Primary wave X is seen as a zigzag. Within primary wave X, intermediate wave (B) fits neatly as a triangle. This is supported by MACD hovering about zero as it unfolded. Any wave count which sees a triangle in this position should have a higher probability than a wave count which does not.

The zigzag downwards for primary wave X may be complete, at all time frames. A target for primary wave Y upwards would be about 1,569 where primary wave Y would be about even in length with primary wave W.

So far, within the five up for intermediate wave (A), minor waves 1 and 2 may be complete. Within minor wave 3, minute waves i and now ii may also be complete.


Gold Elliott Wave Chart Hourly 2016
Click chart to enlarge.

Minor wave 3 must move far enough above the end of minor wave 1 at 1,264.72 to allow room for a subsequent fourth wave correction to unfold and remain above first wave price territory. It still has not done that. The conclusion for this alternate wave count must still be that minor wave 3 is incomplete.

So far, within minor wave 1, a five wave impulse upwards is complete and this is labelled minute wave i.

Now a following three wave structure downwards looks to be also complete, falling just short of the 0.618 Fibonacci ratio at 1,259. This may be a zigzag for minute wave ii.

At 1,305 minor wave 3 would reach 1.618 the length of minor wave 1.

Within minute wave iii, the first wave up of minuette wave (i) is close to completion. When minuette wave (i) is done, then minuette wave (ii) may not move beyond the start of minuette wave (i) below 1,260.95.

At 1,569 primary wave Y would reach equality in length with primary wave W.



Gold Weekly 2016
Click chart to enlarge. Chart courtesy of

An upwards week shows a further decline in volume. This supports the main bearish Elliott wave count.

Two small range weeks in a row have moved price sideways and slightly higher. This looks like a small consolidation at this stage and not necessarily a new upwards trend.

On Balance Volume remains constrained within support and resistance lines.

The divergence noted with yellow lines between price and RSI at the last two swing lows is bullish. It indicates weakness in price. This supports the alternate Elliott wave count.


Gold Daily 2016
Click chart to enlarge. Chart courtesy of

It is very concerning for any bullish outlook that the reasonable upwards movement from price is not supported by volume today. For an upwards trend to be healthy and sustainable it requires active buyers to push price up. So far this is not happening.

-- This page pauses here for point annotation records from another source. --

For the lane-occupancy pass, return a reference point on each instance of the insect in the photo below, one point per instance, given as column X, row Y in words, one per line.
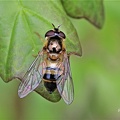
column 50, row 69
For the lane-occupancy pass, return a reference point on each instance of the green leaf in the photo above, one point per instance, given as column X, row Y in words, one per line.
column 92, row 10
column 19, row 20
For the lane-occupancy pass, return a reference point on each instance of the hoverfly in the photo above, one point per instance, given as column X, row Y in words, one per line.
column 50, row 69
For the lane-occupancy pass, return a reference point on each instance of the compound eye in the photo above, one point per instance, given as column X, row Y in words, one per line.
column 50, row 33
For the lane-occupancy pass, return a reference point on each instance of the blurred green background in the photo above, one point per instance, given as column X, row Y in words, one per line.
column 96, row 77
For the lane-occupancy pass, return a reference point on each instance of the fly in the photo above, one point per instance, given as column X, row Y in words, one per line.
column 50, row 69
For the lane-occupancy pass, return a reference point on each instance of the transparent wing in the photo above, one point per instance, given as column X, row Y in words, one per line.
column 65, row 83
column 32, row 78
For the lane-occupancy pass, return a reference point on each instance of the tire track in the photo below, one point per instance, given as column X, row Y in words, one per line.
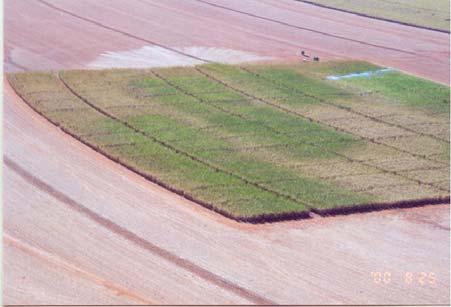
column 374, row 17
column 127, row 34
column 134, row 238
column 307, row 29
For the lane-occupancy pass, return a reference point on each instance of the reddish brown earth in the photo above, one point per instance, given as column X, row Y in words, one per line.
column 79, row 229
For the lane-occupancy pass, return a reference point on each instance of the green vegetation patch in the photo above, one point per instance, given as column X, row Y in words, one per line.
column 245, row 141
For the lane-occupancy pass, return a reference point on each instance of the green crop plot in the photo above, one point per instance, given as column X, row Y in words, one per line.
column 259, row 140
column 432, row 14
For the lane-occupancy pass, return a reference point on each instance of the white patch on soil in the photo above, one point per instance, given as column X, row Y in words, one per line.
column 154, row 56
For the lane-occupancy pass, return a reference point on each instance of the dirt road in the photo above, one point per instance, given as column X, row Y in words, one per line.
column 80, row 229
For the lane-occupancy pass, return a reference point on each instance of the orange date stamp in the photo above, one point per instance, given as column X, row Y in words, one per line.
column 409, row 278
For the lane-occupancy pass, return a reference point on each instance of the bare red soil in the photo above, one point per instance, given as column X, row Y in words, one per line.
column 80, row 229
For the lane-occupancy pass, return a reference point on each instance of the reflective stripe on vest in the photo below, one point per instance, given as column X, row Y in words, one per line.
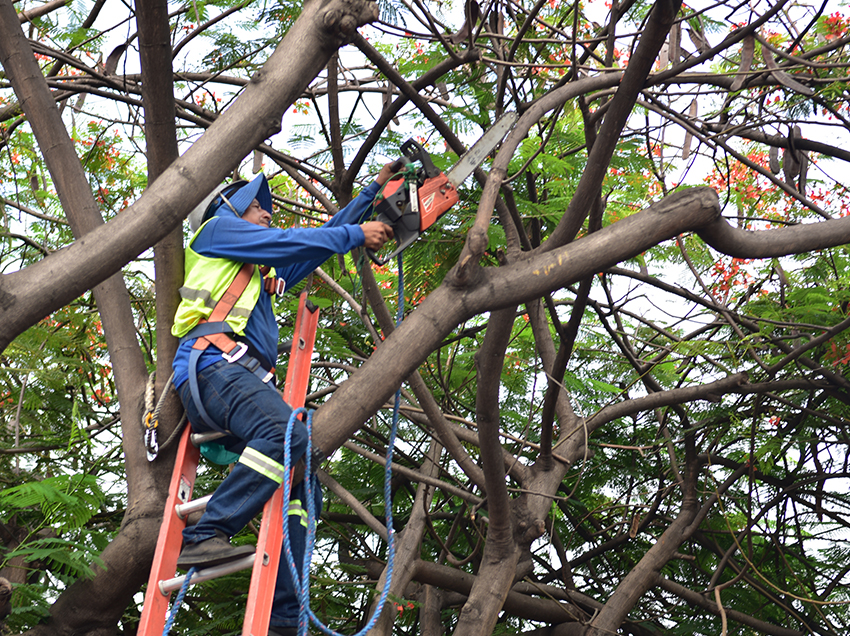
column 266, row 466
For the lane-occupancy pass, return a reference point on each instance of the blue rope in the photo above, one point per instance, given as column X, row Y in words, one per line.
column 301, row 581
column 178, row 601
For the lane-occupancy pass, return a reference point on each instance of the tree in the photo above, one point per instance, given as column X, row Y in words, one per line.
column 624, row 392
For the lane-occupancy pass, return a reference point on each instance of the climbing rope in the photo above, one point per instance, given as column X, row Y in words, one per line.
column 301, row 580
column 178, row 602
column 150, row 419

This could change if we see an upwards day with stronger volume, but so far that has not happened. We can only make a judgement on the evidence that is available, not on what we think might happen.

Price has found resistance today at the upper flag trend line. With volume still light and declining, it still looks like this choppy movement of the last 12 sessions is a consolidation, and it still looks like a bear flag pattern. During this pattern, it is still two downwards days which have strongest volume.

On Balance Volume is still constrained within resistance and support.

ADX is declining, indicating the market is not trending. ATR is still overall declining; although it slightly increased today, one day is not enough to indicate a trend. Bollinger Bands are still sharply contracting. This upwards movement still does not look like a normal healthy trend.

This consolidation is bringing RSI back closer to neutral. Stochastics is also moving through neutral. There is again plenty of room for price to fall.

The longer term 200 day moving average still is increasing. The larger trend may still be up.

The mid term Fibonacci 55 day moving average is still declining, and the shorter Fibonacci 13 day average is below it. The mid term trend may still be down.

This analysis is published @ 10:13 p.m. EST.